I've been told that insurance will cover the expense after a $10,000 deductible, but you'd think the school's insurance rates would rise after recurrent claims.

My habit is to see problems coming--flooding, climate change--and offer practical solutions before it's too late. Oftentimes, those solutions include a way to save tax dollars while becoming more environmentally sustainable. Even so, the solutions tend to be resisted. Princetonians generally don't deny that problems like climate change exist, but there is a widespread denial of urgency. Life goes on with little attention paid to the insidious collateral environmental damage our lifestyles cause, day after day--the climate changing gases rising invisibly from our chimneys and exhaust pipes, the discarded plastics that sneak into stormdrains and waterways. We pretend that good people with good intentions couldn't possibly do harm. And besides, what could our little big town possibly contribute to solving environmental problems that are global in scope?
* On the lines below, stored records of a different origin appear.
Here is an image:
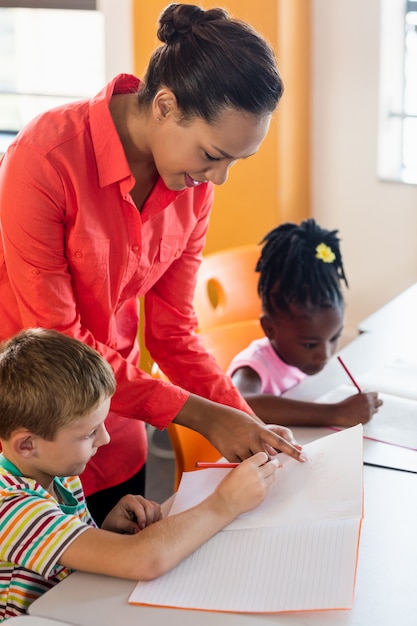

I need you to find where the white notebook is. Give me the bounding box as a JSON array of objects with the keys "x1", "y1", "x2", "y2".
[{"x1": 129, "y1": 425, "x2": 363, "y2": 613}]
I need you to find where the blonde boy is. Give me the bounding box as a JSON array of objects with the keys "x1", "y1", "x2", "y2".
[{"x1": 0, "y1": 329, "x2": 278, "y2": 621}]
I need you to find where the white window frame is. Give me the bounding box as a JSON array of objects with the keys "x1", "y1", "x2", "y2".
[{"x1": 378, "y1": 0, "x2": 417, "y2": 184}]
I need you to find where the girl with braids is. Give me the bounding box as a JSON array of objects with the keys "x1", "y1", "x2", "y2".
[
  {"x1": 0, "y1": 4, "x2": 300, "y2": 524},
  {"x1": 228, "y1": 219, "x2": 382, "y2": 426}
]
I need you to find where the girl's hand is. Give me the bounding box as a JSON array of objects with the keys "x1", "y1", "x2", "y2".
[
  {"x1": 101, "y1": 495, "x2": 162, "y2": 535},
  {"x1": 216, "y1": 452, "x2": 281, "y2": 517},
  {"x1": 334, "y1": 391, "x2": 383, "y2": 426}
]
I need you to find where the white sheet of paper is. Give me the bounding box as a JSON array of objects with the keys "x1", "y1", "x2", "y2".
[
  {"x1": 358, "y1": 359, "x2": 417, "y2": 400},
  {"x1": 129, "y1": 425, "x2": 363, "y2": 613},
  {"x1": 170, "y1": 426, "x2": 363, "y2": 530},
  {"x1": 317, "y1": 380, "x2": 417, "y2": 450}
]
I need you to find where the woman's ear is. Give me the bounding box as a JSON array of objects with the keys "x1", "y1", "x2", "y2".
[
  {"x1": 152, "y1": 89, "x2": 178, "y2": 122},
  {"x1": 8, "y1": 428, "x2": 37, "y2": 459}
]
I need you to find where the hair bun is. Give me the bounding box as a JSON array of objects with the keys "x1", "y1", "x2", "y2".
[{"x1": 157, "y1": 3, "x2": 228, "y2": 45}]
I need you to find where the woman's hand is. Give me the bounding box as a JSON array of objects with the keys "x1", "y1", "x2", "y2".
[
  {"x1": 101, "y1": 495, "x2": 162, "y2": 535},
  {"x1": 174, "y1": 394, "x2": 305, "y2": 462}
]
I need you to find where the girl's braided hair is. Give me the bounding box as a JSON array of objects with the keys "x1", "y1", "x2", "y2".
[{"x1": 256, "y1": 219, "x2": 348, "y2": 315}]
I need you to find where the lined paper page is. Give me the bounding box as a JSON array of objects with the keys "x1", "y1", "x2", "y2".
[{"x1": 129, "y1": 425, "x2": 363, "y2": 613}]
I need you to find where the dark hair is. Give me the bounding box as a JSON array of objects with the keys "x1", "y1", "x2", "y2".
[
  {"x1": 256, "y1": 219, "x2": 348, "y2": 315},
  {"x1": 0, "y1": 328, "x2": 116, "y2": 441},
  {"x1": 139, "y1": 3, "x2": 283, "y2": 123}
]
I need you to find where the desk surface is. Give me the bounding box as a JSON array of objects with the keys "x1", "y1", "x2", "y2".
[
  {"x1": 29, "y1": 287, "x2": 417, "y2": 626},
  {"x1": 359, "y1": 283, "x2": 417, "y2": 334},
  {"x1": 29, "y1": 467, "x2": 417, "y2": 626}
]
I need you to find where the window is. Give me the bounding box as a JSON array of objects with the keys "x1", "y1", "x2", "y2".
[
  {"x1": 378, "y1": 0, "x2": 417, "y2": 184},
  {"x1": 0, "y1": 0, "x2": 106, "y2": 152}
]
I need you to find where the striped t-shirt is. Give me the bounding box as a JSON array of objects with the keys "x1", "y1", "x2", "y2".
[{"x1": 0, "y1": 454, "x2": 95, "y2": 622}]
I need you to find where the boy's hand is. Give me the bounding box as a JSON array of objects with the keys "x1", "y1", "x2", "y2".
[
  {"x1": 216, "y1": 452, "x2": 281, "y2": 517},
  {"x1": 101, "y1": 495, "x2": 162, "y2": 535},
  {"x1": 334, "y1": 391, "x2": 383, "y2": 426}
]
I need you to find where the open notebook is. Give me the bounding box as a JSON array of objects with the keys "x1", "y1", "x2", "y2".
[
  {"x1": 129, "y1": 425, "x2": 363, "y2": 613},
  {"x1": 317, "y1": 359, "x2": 417, "y2": 450}
]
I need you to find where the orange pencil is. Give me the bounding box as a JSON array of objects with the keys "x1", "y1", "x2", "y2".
[
  {"x1": 337, "y1": 356, "x2": 362, "y2": 393},
  {"x1": 195, "y1": 462, "x2": 239, "y2": 469}
]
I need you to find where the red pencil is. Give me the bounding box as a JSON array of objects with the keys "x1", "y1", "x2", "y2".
[
  {"x1": 195, "y1": 462, "x2": 239, "y2": 469},
  {"x1": 337, "y1": 356, "x2": 362, "y2": 393}
]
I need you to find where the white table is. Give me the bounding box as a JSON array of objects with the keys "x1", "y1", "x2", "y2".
[
  {"x1": 359, "y1": 283, "x2": 417, "y2": 337},
  {"x1": 29, "y1": 467, "x2": 417, "y2": 626},
  {"x1": 29, "y1": 291, "x2": 417, "y2": 626}
]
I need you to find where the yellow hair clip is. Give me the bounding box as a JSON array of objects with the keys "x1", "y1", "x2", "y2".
[{"x1": 316, "y1": 243, "x2": 336, "y2": 263}]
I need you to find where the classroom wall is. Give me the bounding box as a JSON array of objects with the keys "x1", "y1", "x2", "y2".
[
  {"x1": 124, "y1": 0, "x2": 417, "y2": 329},
  {"x1": 311, "y1": 0, "x2": 417, "y2": 328},
  {"x1": 132, "y1": 0, "x2": 310, "y2": 252}
]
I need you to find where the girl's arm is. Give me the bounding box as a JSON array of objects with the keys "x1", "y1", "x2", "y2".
[{"x1": 232, "y1": 367, "x2": 382, "y2": 427}]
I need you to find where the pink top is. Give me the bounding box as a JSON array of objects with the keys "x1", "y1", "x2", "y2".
[{"x1": 227, "y1": 337, "x2": 306, "y2": 396}]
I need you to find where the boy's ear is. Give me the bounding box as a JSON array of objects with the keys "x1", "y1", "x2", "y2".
[
  {"x1": 153, "y1": 89, "x2": 178, "y2": 122},
  {"x1": 9, "y1": 428, "x2": 37, "y2": 459}
]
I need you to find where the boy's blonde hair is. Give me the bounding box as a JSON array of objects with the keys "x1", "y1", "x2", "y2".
[{"x1": 0, "y1": 328, "x2": 116, "y2": 441}]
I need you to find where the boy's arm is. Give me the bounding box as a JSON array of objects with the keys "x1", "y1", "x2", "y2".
[{"x1": 59, "y1": 452, "x2": 278, "y2": 580}]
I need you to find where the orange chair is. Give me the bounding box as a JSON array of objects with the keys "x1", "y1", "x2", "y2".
[
  {"x1": 156, "y1": 320, "x2": 263, "y2": 490},
  {"x1": 194, "y1": 244, "x2": 261, "y2": 332}
]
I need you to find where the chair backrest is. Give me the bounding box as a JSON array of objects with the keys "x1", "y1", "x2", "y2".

Interestingly, such problems as racism, child abuse, and bullying are also global problems, and yet we don't excuse those behaviors in Princeton on the premise that any progress we make here would have little global impact. Abuse of the planet, in contrast, is legal and unintentional; it's victims are distant in time and space; they lack names and faces. Some forms of environmental pollution are temporary in impact, but the climate change we feed is forever. Unlike racism and other abuses of humanity, our climate legacy will destabilize civilization and the natural world for 1000s of years. How could leaders who surely care deeply about children, their education and futures, deprioritize such a profound and troubling physical legacy? Each year the town council sets priorities and goals, and each year sustainability slips below the threshold.

What's missing is a deep sense of awareness and caring about the physical world that serves as the foundation for our lives. Is the building safe from inundation? Is our shared atmosphere safe from inundation of fossil carbon?

There is a denial, too, that solutions could actually save money. Inaction, as the high school discovered, can be expensive. Solar is free now. Lease some panels and they'll be installed on the roof for free, and your savings on energy begin on day one. And yet parking lots, school roofs, and residential roofs with good orientation and exposure remain empty. People must think it's too good to be true, or that the predicted consequences of continued dependence on fossil fuels must be too bad to be true.


Though I wasn't invited to attend, school and Westminster Choir College officials met with town engineers after the most recent flood to discuss what to do. Will they build a wetland in Westminster's (apparently unbuildable) field to divert future floodwaters safely away from the school?

In the meantime, sustainability in a prosperous, highly regarded town like Princeton is taking the form of sandbags.



1 comment:

Stanton de Riel said...

So, regarding sandbagging as planned emergency flooding prevention: might one surmise that the campaign noontime kickoff meeting blurb for this reads: "Bring a bag launch!"?